- Directed by: John W. Doyle
- Written by: John W. Doyle
- Produced by: Paul Pope Jennice Ripley
- Starring: Raoul Bhaneja Mary Walsh Andy Jones
- Cinematography: Brian R.R. Hebb
- Edited by: Lara Mazur
- Music by: Eric Cadesky Nick Dyer
- Production company: Film East Inc.
- Release date: September 2, 1998 (MWFF);
- Running time: 87 minutes
- Country: Canada
- Language: English

= Extraordinary Visitor =

Extraordinary Visitor is a 1998 Canadian comedy film, directed by John W. Doyle. The film stars Raoul Bhaneja as John the Baptist, sent on a mission from God to find a reason to spare the world from destruction. Ending up in St.

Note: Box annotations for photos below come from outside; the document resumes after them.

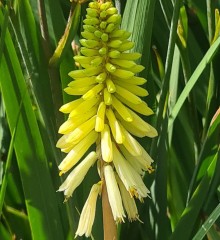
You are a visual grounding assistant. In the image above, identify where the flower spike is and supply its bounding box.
[57,0,157,237]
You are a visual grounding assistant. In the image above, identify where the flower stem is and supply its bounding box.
[102,179,117,240]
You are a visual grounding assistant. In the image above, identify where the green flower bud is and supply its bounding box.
[108,40,122,48]
[100,2,112,11]
[83,25,96,33]
[101,33,108,42]
[108,50,121,58]
[95,72,107,83]
[99,47,107,55]
[107,14,121,24]
[100,11,107,18]
[83,18,99,25]
[106,7,118,15]
[105,63,116,73]
[99,22,107,29]
[94,30,102,38]
[105,23,116,33]
[86,8,98,17]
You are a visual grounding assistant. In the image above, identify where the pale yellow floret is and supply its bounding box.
[68,77,96,88]
[113,76,147,88]
[119,145,153,175]
[66,116,96,144]
[115,93,154,116]
[112,143,149,201]
[114,79,148,97]
[104,88,112,105]
[112,96,133,122]
[58,106,97,134]
[116,176,139,222]
[75,183,101,237]
[69,65,102,78]
[58,131,98,174]
[64,85,93,96]
[115,85,142,104]
[106,108,124,144]
[95,102,106,132]
[69,95,100,117]
[56,134,75,152]
[119,53,141,60]
[59,98,83,113]
[118,144,144,176]
[104,165,125,222]
[101,124,113,162]
[106,78,116,93]
[111,69,134,79]
[82,83,104,100]
[58,152,98,199]
[119,123,142,156]
[116,109,157,138]
[110,58,136,68]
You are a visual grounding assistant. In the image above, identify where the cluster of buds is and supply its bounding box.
[57,1,157,236]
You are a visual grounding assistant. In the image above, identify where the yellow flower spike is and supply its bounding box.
[58,131,98,173]
[104,165,125,223]
[106,108,124,144]
[57,1,157,236]
[101,124,113,162]
[95,102,106,132]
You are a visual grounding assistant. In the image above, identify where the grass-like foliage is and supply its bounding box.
[0,0,220,240]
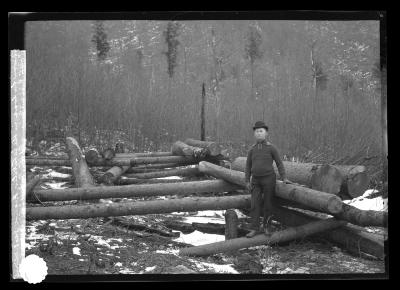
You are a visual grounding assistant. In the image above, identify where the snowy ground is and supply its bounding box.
[26,162,388,274]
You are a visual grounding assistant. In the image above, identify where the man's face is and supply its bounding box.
[254,128,268,140]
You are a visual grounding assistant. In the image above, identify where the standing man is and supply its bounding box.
[245,121,290,238]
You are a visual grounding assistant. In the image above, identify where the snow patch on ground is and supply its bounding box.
[196,262,239,274]
[195,210,225,218]
[45,182,69,189]
[46,171,71,178]
[144,266,156,272]
[174,231,225,246]
[156,249,179,256]
[72,247,81,256]
[343,196,388,211]
[182,216,225,224]
[156,176,182,180]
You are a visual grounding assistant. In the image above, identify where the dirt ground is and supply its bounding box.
[26,210,385,275]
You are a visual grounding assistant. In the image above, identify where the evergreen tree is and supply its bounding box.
[164,22,180,78]
[92,20,110,61]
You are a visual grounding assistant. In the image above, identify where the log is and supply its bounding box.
[192,223,250,237]
[124,167,202,178]
[25,158,71,167]
[273,206,384,259]
[126,162,197,173]
[114,178,183,185]
[26,194,250,220]
[163,220,196,234]
[171,141,208,158]
[184,138,227,156]
[115,151,173,158]
[225,209,239,240]
[28,180,238,201]
[333,204,388,227]
[26,174,42,196]
[85,148,101,164]
[101,148,115,160]
[89,156,198,167]
[99,166,130,185]
[231,157,344,194]
[199,161,343,213]
[66,137,96,188]
[111,217,180,238]
[179,218,346,256]
[334,165,370,198]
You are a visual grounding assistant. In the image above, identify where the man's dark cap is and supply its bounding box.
[253,121,268,131]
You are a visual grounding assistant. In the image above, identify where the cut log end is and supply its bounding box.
[85,149,100,164]
[311,164,343,194]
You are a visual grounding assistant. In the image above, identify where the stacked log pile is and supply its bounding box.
[26,137,387,258]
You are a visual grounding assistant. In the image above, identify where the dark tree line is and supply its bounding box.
[26,20,382,176]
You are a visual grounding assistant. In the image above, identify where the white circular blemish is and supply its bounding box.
[19,255,47,284]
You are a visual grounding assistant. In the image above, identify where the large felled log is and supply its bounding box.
[163,220,196,234]
[274,207,384,259]
[114,178,183,185]
[124,167,202,178]
[107,217,180,238]
[29,180,238,201]
[335,165,370,198]
[25,158,71,166]
[99,162,130,185]
[85,148,101,165]
[171,141,208,158]
[179,218,345,256]
[199,161,343,213]
[231,157,344,194]
[26,174,42,196]
[66,137,95,188]
[115,151,173,158]
[333,204,388,227]
[89,156,196,167]
[26,194,250,220]
[184,138,227,156]
[126,161,197,173]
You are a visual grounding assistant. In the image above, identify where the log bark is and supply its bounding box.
[125,167,202,178]
[184,138,227,156]
[225,209,239,240]
[25,158,71,167]
[26,175,42,196]
[179,218,345,256]
[333,204,388,227]
[101,148,115,160]
[111,217,180,238]
[231,157,344,194]
[171,141,208,158]
[274,206,384,259]
[163,220,196,234]
[115,151,173,158]
[115,178,183,185]
[85,148,101,164]
[28,180,238,201]
[99,166,130,185]
[26,195,250,220]
[335,165,370,198]
[66,137,95,188]
[89,156,198,167]
[199,161,343,213]
[126,162,197,173]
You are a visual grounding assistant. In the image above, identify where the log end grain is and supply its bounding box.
[311,164,343,194]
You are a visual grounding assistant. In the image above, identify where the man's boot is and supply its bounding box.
[246,230,260,238]
[263,216,273,236]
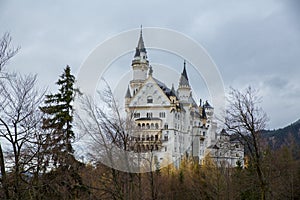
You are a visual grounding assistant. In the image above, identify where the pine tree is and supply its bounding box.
[40,66,80,166]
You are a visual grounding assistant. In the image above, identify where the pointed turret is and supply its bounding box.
[171,84,176,96]
[130,26,152,96]
[179,61,190,86]
[134,26,147,59]
[177,61,191,103]
[125,86,131,98]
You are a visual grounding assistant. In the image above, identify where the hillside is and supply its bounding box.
[264,119,300,149]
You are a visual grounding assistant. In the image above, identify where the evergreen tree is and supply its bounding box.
[40,66,80,166]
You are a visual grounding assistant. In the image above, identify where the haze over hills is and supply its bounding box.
[263,119,300,152]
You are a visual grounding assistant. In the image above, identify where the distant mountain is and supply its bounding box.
[263,119,300,149]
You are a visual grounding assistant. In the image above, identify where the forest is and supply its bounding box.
[0,33,300,200]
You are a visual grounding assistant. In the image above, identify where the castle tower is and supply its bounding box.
[177,61,191,103]
[130,27,149,96]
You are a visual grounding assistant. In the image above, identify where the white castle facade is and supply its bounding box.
[125,30,244,166]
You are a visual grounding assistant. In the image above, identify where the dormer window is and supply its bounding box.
[147,96,153,103]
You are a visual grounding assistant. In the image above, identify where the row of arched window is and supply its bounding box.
[136,144,159,152]
[138,123,159,129]
[131,135,159,141]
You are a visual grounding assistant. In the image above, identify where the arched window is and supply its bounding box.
[164,123,169,129]
[147,96,153,103]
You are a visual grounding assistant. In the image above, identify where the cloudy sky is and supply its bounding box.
[0,0,300,128]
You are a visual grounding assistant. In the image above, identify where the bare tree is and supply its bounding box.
[225,87,268,199]
[0,33,20,77]
[76,80,139,199]
[0,75,43,198]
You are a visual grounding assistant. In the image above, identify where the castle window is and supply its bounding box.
[164,123,169,129]
[133,113,141,118]
[151,123,154,129]
[159,112,166,118]
[164,134,169,141]
[147,96,153,103]
[147,113,152,118]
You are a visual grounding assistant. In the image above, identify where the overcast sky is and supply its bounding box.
[0,0,300,129]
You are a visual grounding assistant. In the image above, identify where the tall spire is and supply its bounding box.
[179,60,190,86]
[134,25,147,57]
[125,86,131,98]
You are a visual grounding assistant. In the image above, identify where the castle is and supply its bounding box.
[125,27,244,166]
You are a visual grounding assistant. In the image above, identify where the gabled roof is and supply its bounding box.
[153,78,177,98]
[203,101,213,108]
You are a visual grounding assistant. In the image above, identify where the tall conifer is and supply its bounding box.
[40,66,80,166]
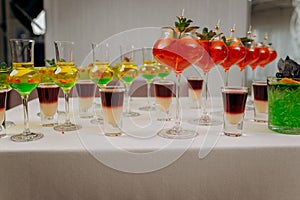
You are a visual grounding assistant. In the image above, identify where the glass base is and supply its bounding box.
[189,116,223,126]
[5,121,16,129]
[91,117,104,124]
[10,133,44,142]
[157,127,198,139]
[123,112,141,117]
[139,106,155,111]
[53,123,82,131]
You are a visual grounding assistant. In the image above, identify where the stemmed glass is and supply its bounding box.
[89,43,114,124]
[153,28,203,139]
[237,38,260,86]
[117,45,140,117]
[139,48,159,111]
[0,63,11,138]
[7,39,44,142]
[53,41,81,131]
[190,38,228,126]
[221,38,246,86]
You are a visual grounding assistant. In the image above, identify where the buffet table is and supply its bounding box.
[0,98,300,200]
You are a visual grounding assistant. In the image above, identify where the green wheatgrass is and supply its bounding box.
[268,82,300,129]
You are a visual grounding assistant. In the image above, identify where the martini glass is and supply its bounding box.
[153,28,203,139]
[7,39,44,142]
[89,43,114,124]
[53,41,81,132]
[190,39,228,126]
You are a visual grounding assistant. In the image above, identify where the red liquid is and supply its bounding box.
[253,83,268,101]
[188,78,203,90]
[37,86,59,103]
[0,92,7,109]
[75,82,96,97]
[237,47,260,71]
[260,49,277,68]
[153,38,203,74]
[100,90,124,107]
[221,42,246,72]
[196,40,228,73]
[154,83,174,98]
[250,47,269,70]
[222,90,248,114]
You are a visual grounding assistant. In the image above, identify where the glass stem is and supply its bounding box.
[174,74,182,130]
[125,84,131,114]
[241,70,245,87]
[64,90,71,124]
[224,70,228,86]
[22,94,31,135]
[147,81,151,107]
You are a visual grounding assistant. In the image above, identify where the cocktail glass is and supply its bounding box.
[267,77,300,135]
[53,41,81,132]
[154,80,175,121]
[190,39,228,126]
[153,28,203,139]
[7,39,44,142]
[35,66,59,127]
[89,43,114,124]
[221,38,246,86]
[139,48,159,111]
[117,45,140,117]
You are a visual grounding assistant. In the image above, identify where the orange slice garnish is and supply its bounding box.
[279,78,300,84]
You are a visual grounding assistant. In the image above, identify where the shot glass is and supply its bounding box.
[252,81,268,123]
[154,80,175,121]
[222,87,248,137]
[75,80,97,118]
[99,86,125,137]
[37,83,59,127]
[187,77,203,109]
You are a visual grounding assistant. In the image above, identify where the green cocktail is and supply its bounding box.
[268,77,300,134]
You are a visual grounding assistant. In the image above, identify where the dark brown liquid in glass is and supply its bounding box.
[37,87,59,103]
[154,84,174,97]
[222,91,248,114]
[253,83,268,101]
[76,83,96,97]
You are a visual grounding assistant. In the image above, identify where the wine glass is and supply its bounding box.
[139,48,159,111]
[53,41,81,132]
[190,38,228,126]
[89,43,114,124]
[153,28,203,139]
[221,38,246,86]
[7,39,44,142]
[117,45,140,117]
[237,38,260,86]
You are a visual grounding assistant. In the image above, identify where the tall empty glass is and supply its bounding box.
[8,39,44,142]
[53,41,81,131]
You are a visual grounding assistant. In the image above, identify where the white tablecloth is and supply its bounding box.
[0,98,300,200]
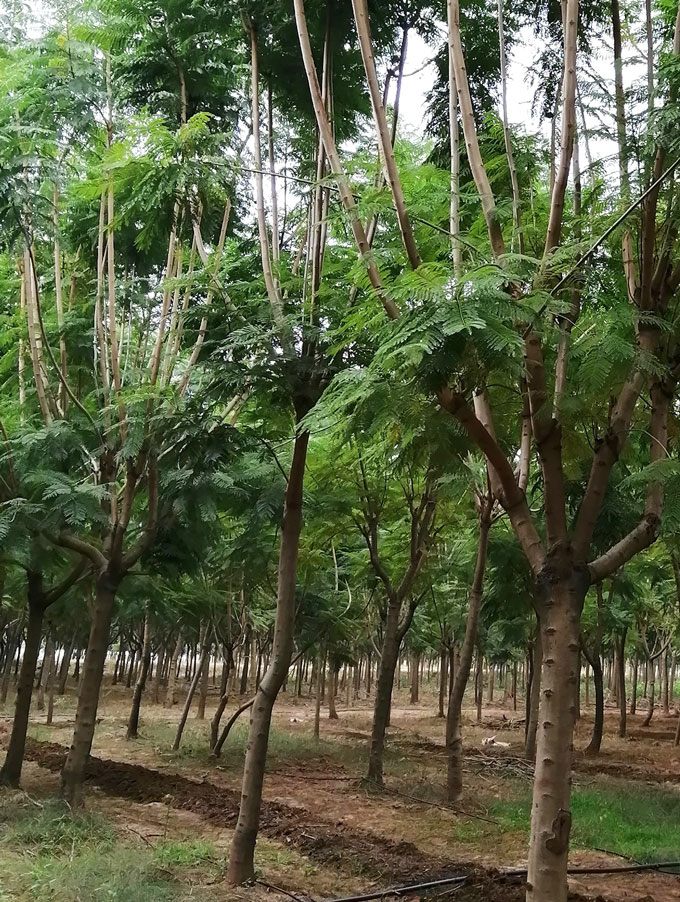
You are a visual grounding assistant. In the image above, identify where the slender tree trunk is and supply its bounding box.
[61,571,119,808]
[630,655,639,714]
[227,431,309,886]
[411,655,420,705]
[642,660,656,727]
[172,626,210,752]
[210,651,232,754]
[328,658,340,720]
[437,645,449,717]
[0,628,20,705]
[125,602,151,739]
[367,599,401,786]
[446,505,491,802]
[0,588,45,786]
[527,561,588,902]
[585,649,604,755]
[618,626,628,739]
[57,639,75,695]
[524,615,543,761]
[196,645,212,720]
[163,630,184,708]
[45,642,57,727]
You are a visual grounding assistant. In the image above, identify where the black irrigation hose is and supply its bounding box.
[329,861,680,902]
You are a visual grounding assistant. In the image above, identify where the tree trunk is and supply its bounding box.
[0,628,20,705]
[240,623,253,695]
[411,655,420,705]
[527,561,588,902]
[172,626,210,752]
[152,645,165,705]
[446,506,491,802]
[210,651,232,754]
[585,649,604,755]
[196,644,212,720]
[57,639,75,695]
[125,602,151,739]
[328,658,340,720]
[524,614,543,761]
[630,655,639,714]
[227,431,309,886]
[367,599,401,786]
[0,592,45,786]
[642,661,656,727]
[36,634,54,711]
[163,630,184,708]
[61,570,119,808]
[437,645,449,717]
[314,649,325,739]
[618,626,628,739]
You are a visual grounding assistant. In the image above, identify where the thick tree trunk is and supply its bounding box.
[125,603,151,739]
[61,571,119,808]
[367,599,401,786]
[0,592,45,786]
[446,508,491,802]
[527,561,588,902]
[227,432,309,885]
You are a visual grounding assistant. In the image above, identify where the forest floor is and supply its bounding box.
[0,686,680,902]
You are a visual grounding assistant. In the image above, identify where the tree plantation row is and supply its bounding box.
[0,0,680,902]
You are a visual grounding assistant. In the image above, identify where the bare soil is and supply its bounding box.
[0,687,680,902]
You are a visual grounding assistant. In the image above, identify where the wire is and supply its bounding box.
[329,861,680,902]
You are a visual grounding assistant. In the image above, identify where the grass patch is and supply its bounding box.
[0,794,221,902]
[489,783,680,863]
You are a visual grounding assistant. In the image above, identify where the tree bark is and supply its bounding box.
[57,639,75,695]
[527,559,589,902]
[61,570,120,808]
[446,502,491,802]
[0,588,45,786]
[163,630,184,708]
[524,614,543,761]
[618,626,628,739]
[227,431,309,886]
[125,602,151,739]
[585,648,604,755]
[367,599,401,786]
[172,626,210,752]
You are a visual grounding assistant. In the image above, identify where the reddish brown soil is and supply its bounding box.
[18,740,587,902]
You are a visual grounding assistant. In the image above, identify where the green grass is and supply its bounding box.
[489,782,680,862]
[0,793,221,902]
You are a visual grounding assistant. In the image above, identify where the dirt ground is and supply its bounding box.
[0,687,680,902]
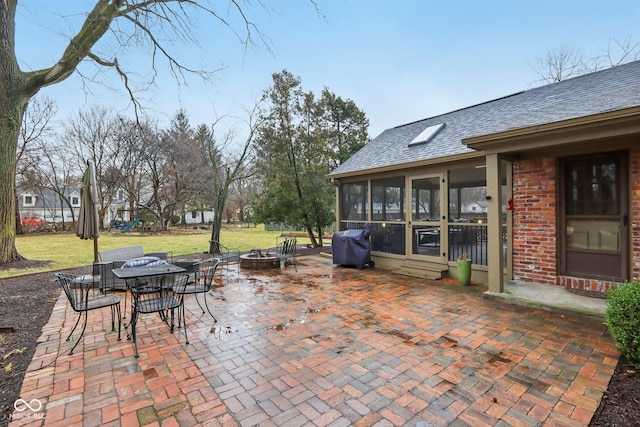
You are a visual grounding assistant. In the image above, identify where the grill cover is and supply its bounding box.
[331,224,371,269]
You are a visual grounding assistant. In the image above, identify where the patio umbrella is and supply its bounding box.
[76,161,100,261]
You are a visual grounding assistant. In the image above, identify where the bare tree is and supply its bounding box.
[532,37,640,83]
[202,102,264,253]
[64,106,121,228]
[533,45,586,83]
[0,0,272,263]
[15,97,56,234]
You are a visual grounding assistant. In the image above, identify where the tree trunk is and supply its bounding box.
[0,98,27,263]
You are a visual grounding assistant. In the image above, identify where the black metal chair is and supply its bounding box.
[276,237,298,271]
[55,273,122,354]
[127,274,189,357]
[173,258,221,324]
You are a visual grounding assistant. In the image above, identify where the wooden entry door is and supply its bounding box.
[407,174,447,263]
[560,152,630,281]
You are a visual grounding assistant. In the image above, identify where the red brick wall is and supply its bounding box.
[513,148,640,292]
[513,159,557,284]
[631,148,640,280]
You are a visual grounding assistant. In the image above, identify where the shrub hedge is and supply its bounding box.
[606,280,640,368]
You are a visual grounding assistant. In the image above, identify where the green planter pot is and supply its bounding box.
[458,259,471,286]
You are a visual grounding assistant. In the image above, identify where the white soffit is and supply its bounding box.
[408,123,444,147]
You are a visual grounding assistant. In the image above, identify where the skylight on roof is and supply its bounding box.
[409,123,444,147]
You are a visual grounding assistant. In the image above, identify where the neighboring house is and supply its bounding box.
[18,188,80,223]
[329,61,640,298]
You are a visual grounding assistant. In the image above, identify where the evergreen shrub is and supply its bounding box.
[606,280,640,368]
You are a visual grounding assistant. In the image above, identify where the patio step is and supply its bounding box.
[393,262,447,280]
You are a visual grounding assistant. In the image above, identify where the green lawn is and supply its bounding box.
[0,226,309,279]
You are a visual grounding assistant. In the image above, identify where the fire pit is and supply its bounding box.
[240,249,280,270]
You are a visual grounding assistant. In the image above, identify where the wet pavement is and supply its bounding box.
[10,256,619,427]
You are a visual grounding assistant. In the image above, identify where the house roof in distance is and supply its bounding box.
[329,61,640,177]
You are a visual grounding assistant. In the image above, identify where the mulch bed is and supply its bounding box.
[0,252,640,426]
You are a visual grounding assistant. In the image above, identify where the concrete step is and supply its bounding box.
[393,262,447,280]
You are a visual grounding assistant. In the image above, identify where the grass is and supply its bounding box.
[0,226,318,279]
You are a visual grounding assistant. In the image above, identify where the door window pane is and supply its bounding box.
[566,159,620,215]
[449,168,487,224]
[371,176,404,221]
[411,177,440,221]
[340,182,368,221]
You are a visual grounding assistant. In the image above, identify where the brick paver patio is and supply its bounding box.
[10,256,619,427]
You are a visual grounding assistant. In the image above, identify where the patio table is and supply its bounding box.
[111,264,187,342]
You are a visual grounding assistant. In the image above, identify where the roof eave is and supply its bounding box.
[462,106,640,154]
[326,151,484,179]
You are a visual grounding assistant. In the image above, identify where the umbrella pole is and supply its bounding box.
[87,161,100,262]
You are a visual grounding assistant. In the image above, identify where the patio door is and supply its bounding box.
[407,174,447,263]
[560,152,630,282]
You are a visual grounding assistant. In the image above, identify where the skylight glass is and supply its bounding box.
[409,123,444,147]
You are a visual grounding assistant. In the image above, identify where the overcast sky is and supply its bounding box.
[16,0,640,137]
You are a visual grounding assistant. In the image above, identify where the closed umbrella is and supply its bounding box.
[76,162,100,261]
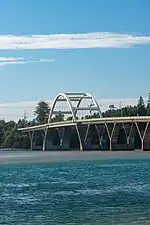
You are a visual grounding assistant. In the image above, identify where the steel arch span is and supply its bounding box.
[46,93,102,151]
[48,93,102,123]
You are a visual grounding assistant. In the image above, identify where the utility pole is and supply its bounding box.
[119,101,122,117]
[23,110,28,126]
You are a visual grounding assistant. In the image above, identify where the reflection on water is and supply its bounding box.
[0,159,150,225]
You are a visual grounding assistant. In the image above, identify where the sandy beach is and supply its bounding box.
[0,150,150,164]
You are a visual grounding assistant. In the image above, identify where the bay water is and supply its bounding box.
[0,154,150,225]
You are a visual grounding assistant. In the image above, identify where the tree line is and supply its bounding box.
[0,95,150,149]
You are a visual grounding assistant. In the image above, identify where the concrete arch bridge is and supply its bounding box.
[18,93,150,151]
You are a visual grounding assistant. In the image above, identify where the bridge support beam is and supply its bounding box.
[105,123,116,151]
[135,122,149,151]
[43,128,48,151]
[75,124,84,151]
[122,122,133,146]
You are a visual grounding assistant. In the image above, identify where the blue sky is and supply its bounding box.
[0,0,150,119]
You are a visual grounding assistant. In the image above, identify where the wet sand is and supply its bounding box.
[0,150,150,165]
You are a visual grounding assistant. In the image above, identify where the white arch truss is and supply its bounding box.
[48,93,102,123]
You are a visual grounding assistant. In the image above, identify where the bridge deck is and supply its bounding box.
[18,116,150,132]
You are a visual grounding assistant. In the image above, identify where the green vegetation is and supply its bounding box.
[0,95,150,149]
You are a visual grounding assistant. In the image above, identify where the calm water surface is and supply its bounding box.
[0,159,150,225]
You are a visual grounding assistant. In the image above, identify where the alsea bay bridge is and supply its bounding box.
[18,93,150,151]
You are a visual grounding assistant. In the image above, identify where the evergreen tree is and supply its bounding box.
[146,93,150,116]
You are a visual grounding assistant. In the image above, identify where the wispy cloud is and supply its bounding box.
[0,32,150,50]
[0,57,55,66]
[0,98,139,121]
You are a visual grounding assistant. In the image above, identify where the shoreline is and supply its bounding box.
[0,150,150,165]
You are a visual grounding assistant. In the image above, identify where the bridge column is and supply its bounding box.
[135,122,149,151]
[28,130,34,150]
[105,123,116,151]
[122,122,133,146]
[43,128,48,151]
[75,123,87,151]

John's, Newfoundland and Labrador, he becomes embroiled in the lives of Rick (Andy Jones), a junk salesman and conspiracy theorist, and his wife Marietta (Mary Walsh), a local public access talk show host.

The film also stars Janet Michael as Mary, Rick Boland as Pope Innocent XVI, Greg Malone as Cardinal Vignetti, Bryan Hennessey as Archbishop Devine and Jordan Canning as Alison, and features cameo appearances by Mark Critch as a hot dog vendor and Pamela Wallin as a newscaster.

The film premiered at the Montreal World Film Festival on September 2, 1998, and was screened at the 1998 Toronto International Film Festival, the Cinéfest Sudbury International Film Festival, the Vancouver International Film Festival and the Atlantic Film Festival before going into general theatrical release in early 1999.

The film won the Audience Award at the Dances With Films festival in 1999, and composers Eric Cadesky and Nick Dyer received a Genie Award nomination for Best Original Score at the 20th Genie Awards. It was broadcast by CBC Television on December 30, 1999.